VIP signals through the same disrupted cAMP/CREB pathway in four distinct biological systems — losing coordinating function in all four simultaneously:
- Circadian clock — VIP synchronises the suprachiasmatic nucleus cellular oscillators; loss produces the fragmented, arrhythmic sleep documented in 40–80% of ASD individuals
- Sensory cortical gain control — VIP-driven disinhibition provides context-appropriate sensory gain modulation through interneuron network dynamics
- Gut motility — VIP drives enteric smooth muscle relaxation and peristaltic coordination
- Immune regulation — VIP suppresses pro-inflammatory cytokine production; its loss removes an anti-inflammatory brake at the moment the inflammatory cascade most requires it
Secretin — compound failure and the Horvath paradox
Secretin faces disruption from two independent directions simultaneously. From below: gut SST-28 tonic overexpression (P3A) has suppressed gastric acid output to the point where duodenal luminal pH never drops below the 4.2 threshold required for S-cell secretin release. The S-cells are structurally intact — they have been deprived of the acid signal that should trigger them. From above: SST-14 silencing removes the central neural coordination that secretin signalling requires for its brain-side effects.

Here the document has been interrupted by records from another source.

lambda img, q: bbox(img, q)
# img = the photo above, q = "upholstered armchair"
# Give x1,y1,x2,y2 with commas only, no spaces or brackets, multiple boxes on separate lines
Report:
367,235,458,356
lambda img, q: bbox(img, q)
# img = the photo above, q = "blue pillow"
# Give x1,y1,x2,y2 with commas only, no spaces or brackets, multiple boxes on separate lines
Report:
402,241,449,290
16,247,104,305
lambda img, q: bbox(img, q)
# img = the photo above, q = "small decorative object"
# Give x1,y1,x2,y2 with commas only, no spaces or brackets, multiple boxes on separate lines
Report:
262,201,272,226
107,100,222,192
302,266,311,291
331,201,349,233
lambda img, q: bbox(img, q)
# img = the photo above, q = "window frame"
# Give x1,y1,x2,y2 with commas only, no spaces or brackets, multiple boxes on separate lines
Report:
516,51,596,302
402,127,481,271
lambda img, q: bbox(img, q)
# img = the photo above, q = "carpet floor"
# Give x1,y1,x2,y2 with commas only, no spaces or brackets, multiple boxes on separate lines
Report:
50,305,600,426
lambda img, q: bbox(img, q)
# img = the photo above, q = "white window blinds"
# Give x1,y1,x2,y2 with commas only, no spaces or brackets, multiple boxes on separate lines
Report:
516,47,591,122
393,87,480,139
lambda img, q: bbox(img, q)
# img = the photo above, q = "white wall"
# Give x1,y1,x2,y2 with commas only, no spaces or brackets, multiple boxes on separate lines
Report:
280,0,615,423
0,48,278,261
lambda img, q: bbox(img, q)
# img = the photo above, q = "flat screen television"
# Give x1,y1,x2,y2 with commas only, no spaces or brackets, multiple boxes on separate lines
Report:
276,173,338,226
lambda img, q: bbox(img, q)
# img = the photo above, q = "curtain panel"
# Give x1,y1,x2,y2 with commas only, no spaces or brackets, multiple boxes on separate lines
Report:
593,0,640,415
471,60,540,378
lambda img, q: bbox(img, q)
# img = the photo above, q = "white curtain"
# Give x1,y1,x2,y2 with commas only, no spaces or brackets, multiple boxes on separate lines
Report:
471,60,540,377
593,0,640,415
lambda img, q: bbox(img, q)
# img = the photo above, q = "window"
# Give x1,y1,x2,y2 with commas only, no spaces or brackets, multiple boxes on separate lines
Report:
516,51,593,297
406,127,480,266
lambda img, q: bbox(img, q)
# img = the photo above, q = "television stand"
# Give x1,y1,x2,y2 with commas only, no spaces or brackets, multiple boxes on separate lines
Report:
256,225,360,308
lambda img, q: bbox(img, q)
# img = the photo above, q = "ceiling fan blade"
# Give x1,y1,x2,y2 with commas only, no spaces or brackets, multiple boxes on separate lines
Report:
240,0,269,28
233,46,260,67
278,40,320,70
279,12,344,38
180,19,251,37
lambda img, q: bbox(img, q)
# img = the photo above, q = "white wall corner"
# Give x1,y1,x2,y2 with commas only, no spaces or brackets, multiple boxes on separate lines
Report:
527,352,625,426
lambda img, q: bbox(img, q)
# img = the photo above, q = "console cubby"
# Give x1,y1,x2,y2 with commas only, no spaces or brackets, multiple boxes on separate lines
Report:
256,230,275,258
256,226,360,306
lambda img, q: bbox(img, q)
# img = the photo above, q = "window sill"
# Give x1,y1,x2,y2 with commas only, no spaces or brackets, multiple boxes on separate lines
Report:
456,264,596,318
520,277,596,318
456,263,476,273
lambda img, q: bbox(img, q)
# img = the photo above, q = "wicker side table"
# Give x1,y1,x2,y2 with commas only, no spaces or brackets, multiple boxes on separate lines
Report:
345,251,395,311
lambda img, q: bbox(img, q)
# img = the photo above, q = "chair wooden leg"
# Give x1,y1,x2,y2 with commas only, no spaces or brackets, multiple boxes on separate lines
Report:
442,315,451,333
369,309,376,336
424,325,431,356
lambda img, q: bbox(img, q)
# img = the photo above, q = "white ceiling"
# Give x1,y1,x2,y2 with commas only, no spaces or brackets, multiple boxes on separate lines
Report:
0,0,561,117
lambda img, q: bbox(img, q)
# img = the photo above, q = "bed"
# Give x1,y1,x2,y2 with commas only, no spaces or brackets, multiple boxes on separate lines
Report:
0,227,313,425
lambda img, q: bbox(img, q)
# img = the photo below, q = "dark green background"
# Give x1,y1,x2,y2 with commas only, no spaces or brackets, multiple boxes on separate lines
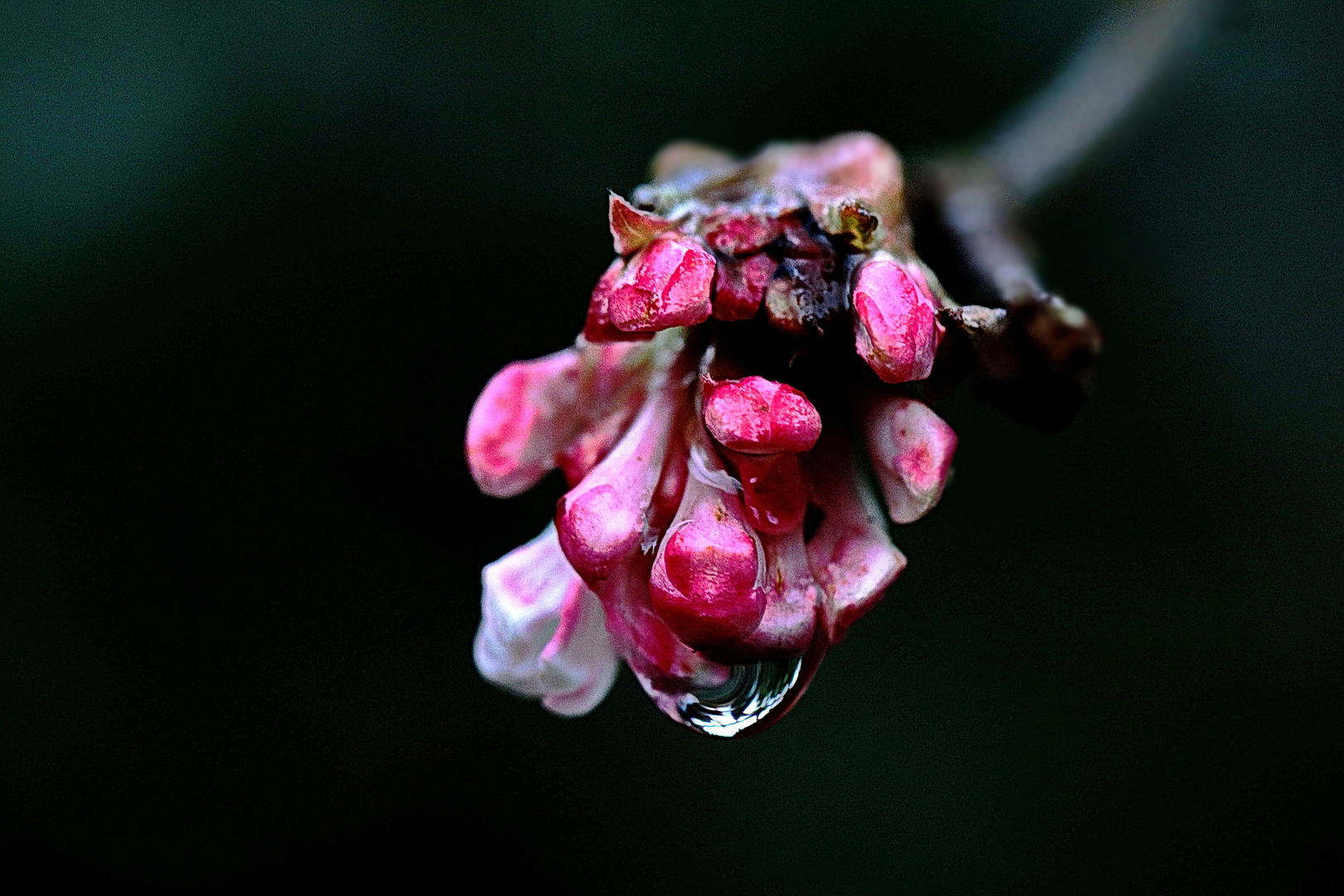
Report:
0,0,1344,894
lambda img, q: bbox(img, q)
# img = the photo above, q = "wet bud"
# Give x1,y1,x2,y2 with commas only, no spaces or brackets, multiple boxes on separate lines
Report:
713,529,822,664
607,235,713,332
700,212,781,256
555,388,679,584
649,470,765,650
728,451,808,534
473,525,617,716
466,348,582,499
713,252,778,321
606,193,674,256
703,376,821,454
861,397,957,523
806,432,906,644
596,553,731,693
854,252,943,382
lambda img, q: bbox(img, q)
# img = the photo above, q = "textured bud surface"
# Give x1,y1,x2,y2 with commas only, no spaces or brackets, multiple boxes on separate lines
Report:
863,397,957,523
704,376,821,454
607,236,713,332
649,478,765,650
854,254,943,382
456,133,1049,736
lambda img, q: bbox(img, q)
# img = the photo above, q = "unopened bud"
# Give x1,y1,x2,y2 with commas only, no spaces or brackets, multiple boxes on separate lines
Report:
583,258,653,343
466,348,582,499
649,467,765,650
702,212,780,256
473,525,617,716
854,252,943,382
704,376,821,454
607,234,713,332
861,397,957,523
596,552,731,693
711,529,822,664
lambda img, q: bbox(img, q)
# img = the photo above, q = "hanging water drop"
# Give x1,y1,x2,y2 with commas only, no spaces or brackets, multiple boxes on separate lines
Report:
635,649,825,738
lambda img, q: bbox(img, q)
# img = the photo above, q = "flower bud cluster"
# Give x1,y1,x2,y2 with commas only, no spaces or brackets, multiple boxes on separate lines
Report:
466,133,957,736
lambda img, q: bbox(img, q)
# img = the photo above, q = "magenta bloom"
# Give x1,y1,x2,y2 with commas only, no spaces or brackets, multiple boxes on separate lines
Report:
466,133,957,736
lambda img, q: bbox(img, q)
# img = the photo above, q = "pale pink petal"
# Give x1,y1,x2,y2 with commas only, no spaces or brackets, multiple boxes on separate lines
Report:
860,397,957,523
473,525,617,714
806,431,906,644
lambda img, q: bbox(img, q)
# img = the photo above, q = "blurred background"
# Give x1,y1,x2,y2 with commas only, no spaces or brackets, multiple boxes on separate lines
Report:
0,0,1344,894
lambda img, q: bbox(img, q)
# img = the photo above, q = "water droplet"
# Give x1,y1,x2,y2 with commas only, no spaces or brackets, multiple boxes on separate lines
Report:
635,655,820,738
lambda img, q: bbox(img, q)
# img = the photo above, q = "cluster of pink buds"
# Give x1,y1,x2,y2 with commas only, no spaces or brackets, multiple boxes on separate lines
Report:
466,133,983,736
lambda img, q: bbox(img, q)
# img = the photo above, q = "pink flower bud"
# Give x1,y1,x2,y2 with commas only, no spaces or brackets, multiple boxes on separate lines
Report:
861,397,957,523
583,258,653,343
649,462,765,650
466,343,652,497
473,525,617,716
854,252,943,382
713,529,822,664
597,553,731,707
806,432,906,644
606,193,674,256
713,252,778,321
555,386,679,584
466,348,583,499
703,376,821,454
730,451,808,534
607,234,713,332
700,212,780,256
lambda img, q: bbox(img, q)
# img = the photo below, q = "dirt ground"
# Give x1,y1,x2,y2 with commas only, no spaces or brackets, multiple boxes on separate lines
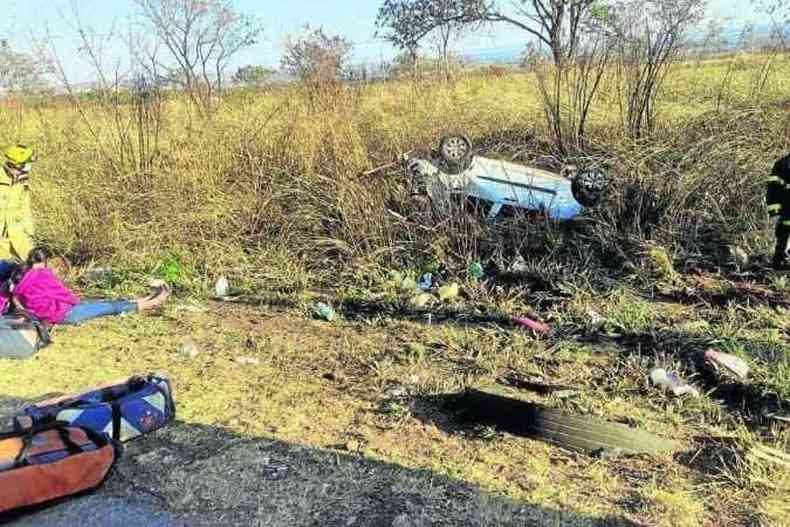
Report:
0,299,790,527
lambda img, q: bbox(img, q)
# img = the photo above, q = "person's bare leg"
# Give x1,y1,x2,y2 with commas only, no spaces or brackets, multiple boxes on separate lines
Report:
135,281,170,311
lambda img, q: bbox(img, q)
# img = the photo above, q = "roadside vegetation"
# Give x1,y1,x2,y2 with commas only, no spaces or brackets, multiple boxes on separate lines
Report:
0,3,790,526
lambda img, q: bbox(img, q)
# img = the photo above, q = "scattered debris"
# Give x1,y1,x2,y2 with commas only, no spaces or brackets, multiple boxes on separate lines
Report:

This compound failure explains and rehabilitates the Horvath et al. 1998 observation — behavioral improvements in three autistic children receiving intravenous secretin during endoscopy. Intravenous delivery bypassed the blocked S-cell pH-dependent release mechanism entirely, delivering secretin directly to circuits that were genuinely secretin-deficient. The subsequent Cochrane review (2012) of 14 null RCTs confirms that unselected enrollment of heterogeneous populations diluted the responsive subgroup to statistical insignificance. Both findings are simultaneously correct: the mechanism is real and the unselected population trials were testing the wrong thing.
The Self-Reinforcing Biological Latch
Why the cascade persists — and why partial interventions produce transient improvement followed by relapse
SST-14 loss removes its own brake on the mechanisms suppressing it
SST-14 interneurons normally exert anti-inflammatory inhibitory tone on microglia and on the reactive astrocyte polarisation mechanism. When SST-14 output falls, this inhibitory brake is removed — and the mechanisms producing SST-14 silencing are themselves disinhibited. The latch closes:
- SST-14 loss → microglial reactivity increases → more IL-1α/TNF-α/C1q → deeper A1 astrocyte polarisation
- Deeper A1 polarisation → hevin/BDNF further withdrawn → thalamocortical connectivity further impaired
- Increased microglial cytokine production → NF-κB suppression of CREB deepens → SST-14 transcription further reduced
- Increased IDO1 activity → quinolinic acid rises → excitotoxic pressure on remaining SST-14 interneurons intensifies
- Excitatory disinhibition from SST-14 loss → more glutamate release → more NMDA receptor stimulation → more calcium overload in surviving SST-14 interneurons
- More gut SST-28 overexpression (from sustained opioid peptide load) → more gastric acid suppression → deeper pH dysregulation → more pepsin inactivation → more opioid peptides → more CD26 blockade
The cascade cannot self-correct because the mechanism that should initiate correction — SST-14 anti-inflammatory and inhibitory output — is the mechanism that has been disabled. This is the biological latch: a system whose corrective mechanism is its own failure product.
The clinical implication: Effective intervention requires interrupting the latch at multiple points simultaneously — not just the strongest driver, not just the most accessible biomarker. The three-state intervention framework on Intervention Logic and Immunoglobulin Therapy operationalises this principle into a biomarker-stratified clinical protocol.